What the heck is abc.plist?

Discussion in 'macOS' started by andymac2210, Jul 26, 2011.

  1. andymac2210 macrumors regular

    Jul 18, 2011
    This keeps appearing in my HD no matter how many times I delete it.

    What the heck is it?

  2. -aggie- macrumors P6


    Jun 19, 2009
    Where bunnies are welcome.
    Why not open it with a plist editor to find out what's using it?
  3. andymac2210 thread starter macrumors regular

    Jul 18, 2011
  4. Hansr macrumors 6502a

    Apr 1, 2007
    Use lsof to find out which app is accessing it.
  5. andymac2210 thread starter macrumors regular

    Jul 18, 2011
    Can you explain this in detail please? :p
  6. andymac2210 thread starter macrumors regular

    Jul 18, 2011
    Quite frankly that doesn't help me very much.

    Can you be more specific?
  7. tag macrumors 6502a


    Apr 29, 2005
    In regards to lsof, in terminal you would run this command...

    lsof /abc.plist
    (This is assuming that your abc.plist is in the root directory, for which it seems to be from your screenshot, modify your path to the abc.plist if it is different)

    This will search all open files. If the process that is creating abc.plist is running you will get a line (or possibly many lines) that looks something like this like this...

    Photoshop   150  user  txt      REG       14,2    1054960 177261329 /abc.plist
    Now in this fake line above, it says that it found the abc.plist which is shown in the last field, and that it is created by the process Photoshop, which is in the first field (again this is made up and for demonstration purposes). So if this works for you, the offending process will be in the first field.

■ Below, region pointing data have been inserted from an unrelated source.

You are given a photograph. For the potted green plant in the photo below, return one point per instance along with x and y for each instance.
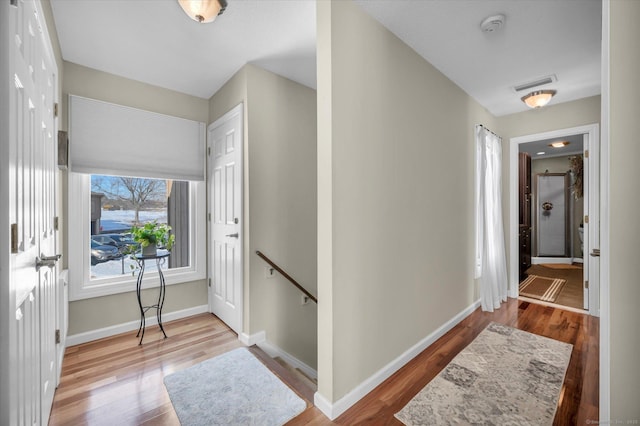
(153, 235)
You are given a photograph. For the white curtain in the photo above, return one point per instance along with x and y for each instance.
(491, 262)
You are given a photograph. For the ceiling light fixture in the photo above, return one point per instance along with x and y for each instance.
(203, 11)
(539, 98)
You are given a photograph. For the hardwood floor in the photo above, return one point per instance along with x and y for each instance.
(572, 294)
(114, 381)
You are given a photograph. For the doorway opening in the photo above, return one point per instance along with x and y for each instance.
(553, 210)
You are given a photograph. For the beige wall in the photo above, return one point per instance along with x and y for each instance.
(91, 314)
(280, 188)
(395, 172)
(624, 205)
(559, 165)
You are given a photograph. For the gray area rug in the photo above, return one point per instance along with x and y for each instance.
(234, 388)
(504, 377)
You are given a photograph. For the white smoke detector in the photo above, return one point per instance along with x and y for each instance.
(492, 23)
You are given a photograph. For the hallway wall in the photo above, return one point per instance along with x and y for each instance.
(396, 191)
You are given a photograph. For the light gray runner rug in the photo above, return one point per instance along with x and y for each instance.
(234, 388)
(504, 377)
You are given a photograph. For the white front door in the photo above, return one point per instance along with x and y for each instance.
(31, 163)
(225, 143)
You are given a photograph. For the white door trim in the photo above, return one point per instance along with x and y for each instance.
(605, 317)
(592, 130)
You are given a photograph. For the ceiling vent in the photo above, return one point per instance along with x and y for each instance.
(536, 83)
(492, 23)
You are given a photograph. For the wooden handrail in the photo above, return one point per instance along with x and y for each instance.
(287, 276)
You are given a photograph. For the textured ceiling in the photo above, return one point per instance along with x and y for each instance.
(155, 42)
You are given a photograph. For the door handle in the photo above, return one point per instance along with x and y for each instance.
(55, 257)
(48, 261)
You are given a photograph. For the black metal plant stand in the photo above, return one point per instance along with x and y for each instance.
(160, 258)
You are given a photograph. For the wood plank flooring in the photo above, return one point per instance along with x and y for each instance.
(115, 381)
(572, 294)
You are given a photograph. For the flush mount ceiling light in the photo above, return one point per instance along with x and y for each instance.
(203, 11)
(539, 98)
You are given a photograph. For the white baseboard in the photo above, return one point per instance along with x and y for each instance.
(333, 410)
(252, 339)
(274, 351)
(100, 333)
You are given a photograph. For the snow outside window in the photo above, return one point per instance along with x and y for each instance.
(102, 211)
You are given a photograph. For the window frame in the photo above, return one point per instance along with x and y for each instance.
(81, 286)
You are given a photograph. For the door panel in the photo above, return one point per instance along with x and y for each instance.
(32, 195)
(225, 177)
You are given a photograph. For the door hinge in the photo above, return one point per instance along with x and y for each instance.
(14, 238)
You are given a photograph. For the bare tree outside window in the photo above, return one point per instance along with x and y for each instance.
(136, 192)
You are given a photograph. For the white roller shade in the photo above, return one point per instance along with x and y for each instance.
(112, 139)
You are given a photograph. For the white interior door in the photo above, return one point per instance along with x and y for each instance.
(31, 204)
(225, 143)
(591, 134)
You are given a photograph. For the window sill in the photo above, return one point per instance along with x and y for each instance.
(127, 284)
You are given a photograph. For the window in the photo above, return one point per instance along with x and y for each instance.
(117, 204)
(102, 210)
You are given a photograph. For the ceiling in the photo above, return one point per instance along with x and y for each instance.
(153, 41)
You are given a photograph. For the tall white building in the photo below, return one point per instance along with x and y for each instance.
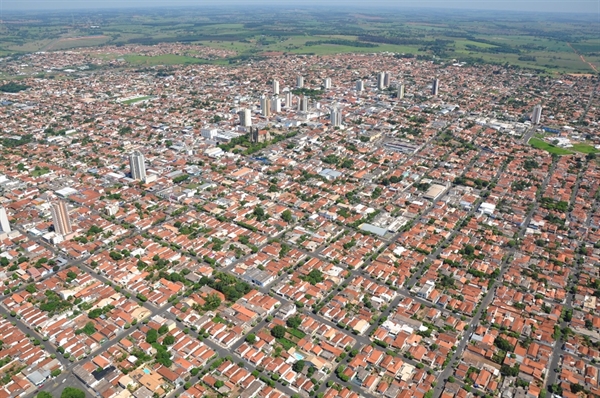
(536, 114)
(289, 99)
(335, 117)
(387, 77)
(435, 87)
(137, 165)
(4, 224)
(60, 218)
(381, 81)
(275, 104)
(400, 91)
(265, 106)
(360, 85)
(245, 118)
(303, 104)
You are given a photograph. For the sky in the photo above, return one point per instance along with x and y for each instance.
(577, 6)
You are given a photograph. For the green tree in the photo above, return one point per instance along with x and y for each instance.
(213, 301)
(278, 331)
(163, 330)
(72, 392)
(299, 366)
(152, 336)
(287, 216)
(169, 340)
(293, 322)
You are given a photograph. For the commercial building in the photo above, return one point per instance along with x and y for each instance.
(335, 117)
(381, 81)
(360, 85)
(400, 91)
(265, 106)
(60, 218)
(536, 114)
(137, 165)
(435, 87)
(245, 118)
(4, 224)
(275, 104)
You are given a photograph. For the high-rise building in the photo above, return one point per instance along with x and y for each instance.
(303, 104)
(400, 91)
(335, 117)
(4, 224)
(137, 166)
(360, 85)
(265, 106)
(381, 81)
(387, 77)
(60, 218)
(289, 99)
(435, 87)
(536, 114)
(245, 118)
(275, 104)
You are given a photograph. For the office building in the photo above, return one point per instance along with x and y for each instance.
(335, 117)
(303, 104)
(400, 91)
(360, 85)
(4, 224)
(536, 114)
(265, 106)
(380, 81)
(289, 99)
(245, 118)
(60, 218)
(275, 104)
(387, 77)
(137, 166)
(435, 87)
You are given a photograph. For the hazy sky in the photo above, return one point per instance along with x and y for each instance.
(586, 6)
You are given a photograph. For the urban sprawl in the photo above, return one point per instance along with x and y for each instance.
(356, 225)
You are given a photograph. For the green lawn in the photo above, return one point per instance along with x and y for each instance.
(39, 172)
(584, 148)
(165, 59)
(539, 144)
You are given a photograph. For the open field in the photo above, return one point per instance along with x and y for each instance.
(540, 144)
(544, 42)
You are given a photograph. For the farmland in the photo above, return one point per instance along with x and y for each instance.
(542, 42)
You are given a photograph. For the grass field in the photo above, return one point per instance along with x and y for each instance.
(528, 40)
(585, 148)
(165, 59)
(540, 144)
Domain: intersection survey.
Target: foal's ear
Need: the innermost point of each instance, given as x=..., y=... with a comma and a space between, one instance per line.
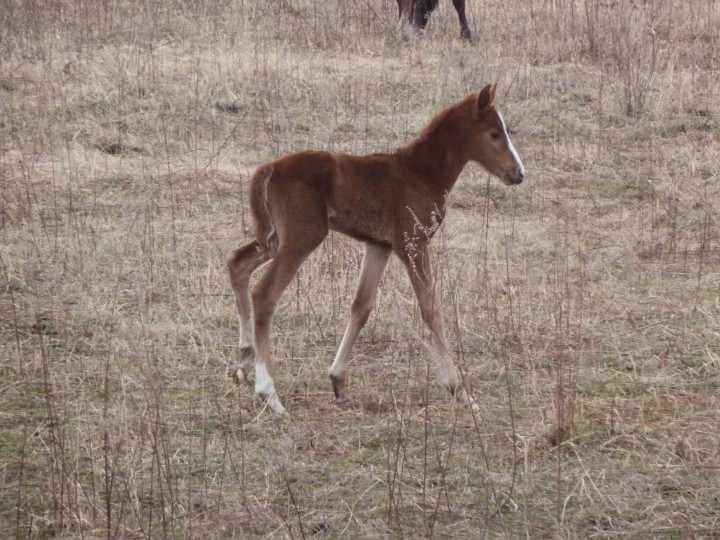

    The problem with lsof is that it will only be searching for active files, so if the process that created this .plist isn't running currently, it won't show up in lsof. I'm not sure if there is a way to trace it to it's origin or not if the parent process isn't running. If the above doesn't work and this .plist is always created at system startup, I guess you could set up a script to run this lsof command at startup and see if you catch the process in action.